Uitspraak
1.Procesverloop in cassatie
2.Beoordeling van de cassatiemiddelen
3.Ambtshalve beoordeling van de uitspraak van het hof
4.Beslissing
25 juni 2024.
Hoge Raad
In deze zaak heeft de Hoge Raad op 25 juni 2024 uitspraak gedaan in een cassatieberoep tegen een arrest van het gerechtshof 's-Hertogenbosch van 25 maart 2022. De verdachte, geboren in 1962, had een aanhoudingsverzoek ingediend voorafgaand aan de zitting in hoger beroep, omdat hij medische problemen ondervond, specifiek hartritmestoornissen. Dit verzoek werd door het hof afgewezen op basis van een belangenafweging, waarbij het hof rekening hield met de ouderdom van de feiten, de totale duur van de procedure, eerdere aanhoudingen en het feit dat de raadsman geen indicatie kon geven wanneer de verdachte wel in staat zou zijn om te verschijnen.
De advocaat-generaal A.E. Harteveld concludeerde tot vernietiging van de bestreden uitspraak, maar uitsluitend voor wat betreft de strafoplegging, en tot vermindering daarvan naar de gebruikelijke maatstaf. De Hoge Raad heeft de klachten over de uitspraak van het hof beoordeeld en geconcludeerd dat deze klachten niet konden leiden tot vernietiging van die uitspraak. De Hoge Raad was van mening dat het niet nodig was om te motiveren waarom dit oordeel was genomen, aangezien de vragen die aan de orde waren niet van belang waren voor de eenheid of ontwikkeling van het recht.
Echter, de Hoge Raad heeft ambtshalve de uitspraak van het hof beoordeeld en vastgesteld dat de redelijke termijn, zoals bedoeld in artikel 6 lid 1 van het Europees Verdrag tot bescherming van de rechten van de mens, was overschreden.
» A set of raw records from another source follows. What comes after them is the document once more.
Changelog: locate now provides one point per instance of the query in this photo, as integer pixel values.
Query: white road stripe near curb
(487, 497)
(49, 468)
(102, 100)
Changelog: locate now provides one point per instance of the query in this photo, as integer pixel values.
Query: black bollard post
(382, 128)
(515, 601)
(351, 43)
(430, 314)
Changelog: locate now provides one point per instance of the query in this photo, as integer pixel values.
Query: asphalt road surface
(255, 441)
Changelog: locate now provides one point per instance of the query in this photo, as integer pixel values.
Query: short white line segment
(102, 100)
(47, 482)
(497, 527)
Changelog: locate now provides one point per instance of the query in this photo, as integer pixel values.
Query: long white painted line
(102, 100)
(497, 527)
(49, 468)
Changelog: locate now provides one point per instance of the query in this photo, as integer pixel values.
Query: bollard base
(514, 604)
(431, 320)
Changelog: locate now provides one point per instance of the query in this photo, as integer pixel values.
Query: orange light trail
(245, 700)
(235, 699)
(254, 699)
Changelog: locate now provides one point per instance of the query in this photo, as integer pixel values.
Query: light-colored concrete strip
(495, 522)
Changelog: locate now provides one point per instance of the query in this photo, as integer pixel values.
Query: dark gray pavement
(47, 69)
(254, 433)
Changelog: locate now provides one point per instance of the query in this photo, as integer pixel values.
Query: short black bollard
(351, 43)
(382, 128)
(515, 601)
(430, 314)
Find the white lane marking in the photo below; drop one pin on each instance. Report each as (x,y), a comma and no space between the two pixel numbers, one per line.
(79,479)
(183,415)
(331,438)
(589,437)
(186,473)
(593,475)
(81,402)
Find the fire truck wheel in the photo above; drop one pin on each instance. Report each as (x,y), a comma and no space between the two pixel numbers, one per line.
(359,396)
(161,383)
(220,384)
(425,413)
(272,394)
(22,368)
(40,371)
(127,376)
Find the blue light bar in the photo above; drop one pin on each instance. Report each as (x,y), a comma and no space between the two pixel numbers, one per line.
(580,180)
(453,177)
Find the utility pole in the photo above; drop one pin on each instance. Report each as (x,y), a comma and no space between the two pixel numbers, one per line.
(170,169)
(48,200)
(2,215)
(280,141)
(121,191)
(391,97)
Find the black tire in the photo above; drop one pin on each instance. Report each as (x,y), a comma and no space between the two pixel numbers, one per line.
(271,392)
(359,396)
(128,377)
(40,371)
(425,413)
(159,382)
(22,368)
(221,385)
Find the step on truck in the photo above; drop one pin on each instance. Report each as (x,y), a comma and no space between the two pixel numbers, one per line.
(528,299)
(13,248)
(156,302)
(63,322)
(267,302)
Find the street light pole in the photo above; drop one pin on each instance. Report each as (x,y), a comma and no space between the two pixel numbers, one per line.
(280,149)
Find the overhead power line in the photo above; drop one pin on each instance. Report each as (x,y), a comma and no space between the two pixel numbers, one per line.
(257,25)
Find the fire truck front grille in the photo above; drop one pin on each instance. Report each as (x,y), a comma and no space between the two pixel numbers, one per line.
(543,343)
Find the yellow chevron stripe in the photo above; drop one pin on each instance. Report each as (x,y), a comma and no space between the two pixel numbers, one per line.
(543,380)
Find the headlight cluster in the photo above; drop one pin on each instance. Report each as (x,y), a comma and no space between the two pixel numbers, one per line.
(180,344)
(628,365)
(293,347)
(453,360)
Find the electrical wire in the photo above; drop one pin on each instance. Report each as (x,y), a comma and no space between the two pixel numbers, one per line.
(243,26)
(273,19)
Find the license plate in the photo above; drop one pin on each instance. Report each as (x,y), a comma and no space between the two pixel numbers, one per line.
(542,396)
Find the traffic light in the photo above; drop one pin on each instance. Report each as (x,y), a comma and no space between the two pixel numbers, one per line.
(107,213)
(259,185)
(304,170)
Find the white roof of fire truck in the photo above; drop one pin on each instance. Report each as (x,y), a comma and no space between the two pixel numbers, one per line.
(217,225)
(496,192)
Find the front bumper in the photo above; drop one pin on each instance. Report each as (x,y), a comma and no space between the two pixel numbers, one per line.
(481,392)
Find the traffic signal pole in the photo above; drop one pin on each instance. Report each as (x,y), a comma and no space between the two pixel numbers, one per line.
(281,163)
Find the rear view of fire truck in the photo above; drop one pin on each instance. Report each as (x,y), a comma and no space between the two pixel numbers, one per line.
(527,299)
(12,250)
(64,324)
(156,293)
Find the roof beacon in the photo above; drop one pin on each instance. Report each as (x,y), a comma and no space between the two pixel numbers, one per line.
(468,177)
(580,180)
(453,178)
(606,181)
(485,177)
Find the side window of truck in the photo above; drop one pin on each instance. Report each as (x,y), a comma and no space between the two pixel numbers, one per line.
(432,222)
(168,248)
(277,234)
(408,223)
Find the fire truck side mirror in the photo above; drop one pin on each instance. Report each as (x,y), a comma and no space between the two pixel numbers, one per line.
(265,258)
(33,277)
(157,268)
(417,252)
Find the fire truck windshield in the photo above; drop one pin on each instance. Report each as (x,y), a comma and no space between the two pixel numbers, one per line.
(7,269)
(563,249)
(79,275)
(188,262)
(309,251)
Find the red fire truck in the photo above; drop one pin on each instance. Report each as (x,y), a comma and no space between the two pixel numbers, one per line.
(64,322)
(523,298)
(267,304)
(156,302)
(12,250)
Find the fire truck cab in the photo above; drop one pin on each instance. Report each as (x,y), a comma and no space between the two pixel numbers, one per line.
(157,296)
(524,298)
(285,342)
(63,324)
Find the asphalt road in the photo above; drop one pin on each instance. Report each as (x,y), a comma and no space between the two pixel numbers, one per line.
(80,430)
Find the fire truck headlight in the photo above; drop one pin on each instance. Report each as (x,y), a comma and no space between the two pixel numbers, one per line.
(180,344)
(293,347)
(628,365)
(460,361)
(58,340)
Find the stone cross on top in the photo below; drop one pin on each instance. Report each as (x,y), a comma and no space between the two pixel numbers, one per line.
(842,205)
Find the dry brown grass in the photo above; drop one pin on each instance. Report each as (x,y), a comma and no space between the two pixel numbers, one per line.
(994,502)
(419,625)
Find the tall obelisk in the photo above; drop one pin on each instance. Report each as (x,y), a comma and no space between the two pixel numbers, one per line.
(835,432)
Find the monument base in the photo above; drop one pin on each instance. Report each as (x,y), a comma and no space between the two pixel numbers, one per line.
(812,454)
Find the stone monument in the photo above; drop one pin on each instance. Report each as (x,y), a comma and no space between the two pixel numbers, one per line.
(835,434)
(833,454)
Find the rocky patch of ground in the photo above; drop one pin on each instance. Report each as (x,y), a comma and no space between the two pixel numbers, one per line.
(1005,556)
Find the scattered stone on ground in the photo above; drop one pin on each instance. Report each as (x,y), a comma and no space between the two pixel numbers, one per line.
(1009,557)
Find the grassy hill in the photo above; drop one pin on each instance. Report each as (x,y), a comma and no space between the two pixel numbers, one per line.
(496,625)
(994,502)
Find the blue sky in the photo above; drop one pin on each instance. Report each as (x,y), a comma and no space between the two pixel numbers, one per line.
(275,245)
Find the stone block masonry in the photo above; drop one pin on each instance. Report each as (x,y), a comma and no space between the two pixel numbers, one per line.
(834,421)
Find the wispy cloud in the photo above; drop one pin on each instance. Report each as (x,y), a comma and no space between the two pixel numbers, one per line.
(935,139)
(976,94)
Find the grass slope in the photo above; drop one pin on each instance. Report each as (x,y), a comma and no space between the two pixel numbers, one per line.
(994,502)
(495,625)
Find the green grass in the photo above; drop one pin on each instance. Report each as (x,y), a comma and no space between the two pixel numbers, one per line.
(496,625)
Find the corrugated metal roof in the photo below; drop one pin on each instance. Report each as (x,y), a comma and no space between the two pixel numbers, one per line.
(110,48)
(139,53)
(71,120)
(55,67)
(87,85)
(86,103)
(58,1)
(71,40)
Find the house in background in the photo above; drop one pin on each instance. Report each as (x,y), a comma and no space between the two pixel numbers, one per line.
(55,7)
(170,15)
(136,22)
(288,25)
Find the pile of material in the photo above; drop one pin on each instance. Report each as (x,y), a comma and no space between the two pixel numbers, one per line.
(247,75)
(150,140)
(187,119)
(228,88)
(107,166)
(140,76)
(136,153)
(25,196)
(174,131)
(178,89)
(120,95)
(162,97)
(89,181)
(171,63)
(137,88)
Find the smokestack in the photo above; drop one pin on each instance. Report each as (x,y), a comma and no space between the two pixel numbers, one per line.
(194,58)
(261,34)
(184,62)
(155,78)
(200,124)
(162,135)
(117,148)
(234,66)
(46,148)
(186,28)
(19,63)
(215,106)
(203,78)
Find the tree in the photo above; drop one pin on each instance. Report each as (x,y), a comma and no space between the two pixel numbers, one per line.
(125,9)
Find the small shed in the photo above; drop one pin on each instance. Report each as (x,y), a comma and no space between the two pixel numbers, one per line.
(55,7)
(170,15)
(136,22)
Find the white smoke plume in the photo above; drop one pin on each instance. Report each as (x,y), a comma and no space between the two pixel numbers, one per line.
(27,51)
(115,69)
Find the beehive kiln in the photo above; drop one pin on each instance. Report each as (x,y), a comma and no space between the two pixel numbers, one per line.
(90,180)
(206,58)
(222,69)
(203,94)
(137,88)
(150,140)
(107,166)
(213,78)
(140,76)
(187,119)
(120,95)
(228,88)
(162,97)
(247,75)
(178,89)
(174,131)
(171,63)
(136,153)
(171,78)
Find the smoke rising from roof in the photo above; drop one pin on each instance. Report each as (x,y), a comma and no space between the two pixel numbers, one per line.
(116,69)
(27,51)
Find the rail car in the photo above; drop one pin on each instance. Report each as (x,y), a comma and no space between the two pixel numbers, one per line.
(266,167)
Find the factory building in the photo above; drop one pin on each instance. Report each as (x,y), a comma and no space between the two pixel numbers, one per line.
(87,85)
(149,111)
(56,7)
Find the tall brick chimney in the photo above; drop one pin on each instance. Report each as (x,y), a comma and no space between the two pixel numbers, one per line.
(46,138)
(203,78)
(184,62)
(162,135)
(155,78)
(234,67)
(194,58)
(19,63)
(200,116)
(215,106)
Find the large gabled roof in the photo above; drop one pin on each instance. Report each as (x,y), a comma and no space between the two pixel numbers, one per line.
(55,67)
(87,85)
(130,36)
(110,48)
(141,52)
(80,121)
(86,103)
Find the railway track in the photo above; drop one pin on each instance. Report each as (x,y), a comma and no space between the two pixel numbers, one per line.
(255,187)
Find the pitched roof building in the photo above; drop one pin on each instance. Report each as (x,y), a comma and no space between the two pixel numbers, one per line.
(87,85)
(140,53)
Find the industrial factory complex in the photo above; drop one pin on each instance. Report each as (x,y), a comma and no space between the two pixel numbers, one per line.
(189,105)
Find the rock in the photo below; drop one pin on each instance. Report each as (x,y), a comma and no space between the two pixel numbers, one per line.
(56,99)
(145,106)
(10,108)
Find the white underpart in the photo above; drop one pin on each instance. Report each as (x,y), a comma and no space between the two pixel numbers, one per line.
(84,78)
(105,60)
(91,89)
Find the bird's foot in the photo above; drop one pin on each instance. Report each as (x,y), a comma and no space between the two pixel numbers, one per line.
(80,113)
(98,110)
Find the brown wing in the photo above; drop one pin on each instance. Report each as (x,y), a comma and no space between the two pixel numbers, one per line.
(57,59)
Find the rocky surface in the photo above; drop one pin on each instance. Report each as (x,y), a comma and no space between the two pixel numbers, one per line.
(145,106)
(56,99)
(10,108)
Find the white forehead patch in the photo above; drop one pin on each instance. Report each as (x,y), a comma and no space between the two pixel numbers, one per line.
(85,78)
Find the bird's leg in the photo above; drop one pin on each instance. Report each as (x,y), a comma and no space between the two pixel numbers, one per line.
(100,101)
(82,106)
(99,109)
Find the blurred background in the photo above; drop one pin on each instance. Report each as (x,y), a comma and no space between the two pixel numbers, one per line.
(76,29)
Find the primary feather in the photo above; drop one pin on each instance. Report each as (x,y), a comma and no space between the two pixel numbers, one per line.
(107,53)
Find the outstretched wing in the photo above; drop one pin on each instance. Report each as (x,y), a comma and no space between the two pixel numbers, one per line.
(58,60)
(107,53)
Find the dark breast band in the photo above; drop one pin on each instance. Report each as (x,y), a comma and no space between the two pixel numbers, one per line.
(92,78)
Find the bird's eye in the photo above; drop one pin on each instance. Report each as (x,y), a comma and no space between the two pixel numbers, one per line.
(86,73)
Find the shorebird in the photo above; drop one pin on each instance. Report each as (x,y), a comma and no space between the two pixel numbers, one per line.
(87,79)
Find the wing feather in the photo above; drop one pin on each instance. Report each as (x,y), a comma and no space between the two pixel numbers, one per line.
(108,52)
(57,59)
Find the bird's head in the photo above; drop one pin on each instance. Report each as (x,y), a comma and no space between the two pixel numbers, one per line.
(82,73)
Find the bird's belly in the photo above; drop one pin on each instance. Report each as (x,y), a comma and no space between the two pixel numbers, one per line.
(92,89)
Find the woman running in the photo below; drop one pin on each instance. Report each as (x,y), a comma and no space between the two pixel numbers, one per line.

Dit leidde tot een vermindering van de opgelegde gevangenisstraf van twaalf maanden, waarvan zes maanden voorwaardelijk met een proeftijd van twee jaren. De Hoge Raad heeft de uitspraak van het hof vernietigd, maar uitsluitend wat betreft de duur van de opgelegde gevangenisstraf, en deze verminderd naar elf maanden en drie weken, waarvan zes maanden voorwaardelijk met een proeftijd van twee jaren.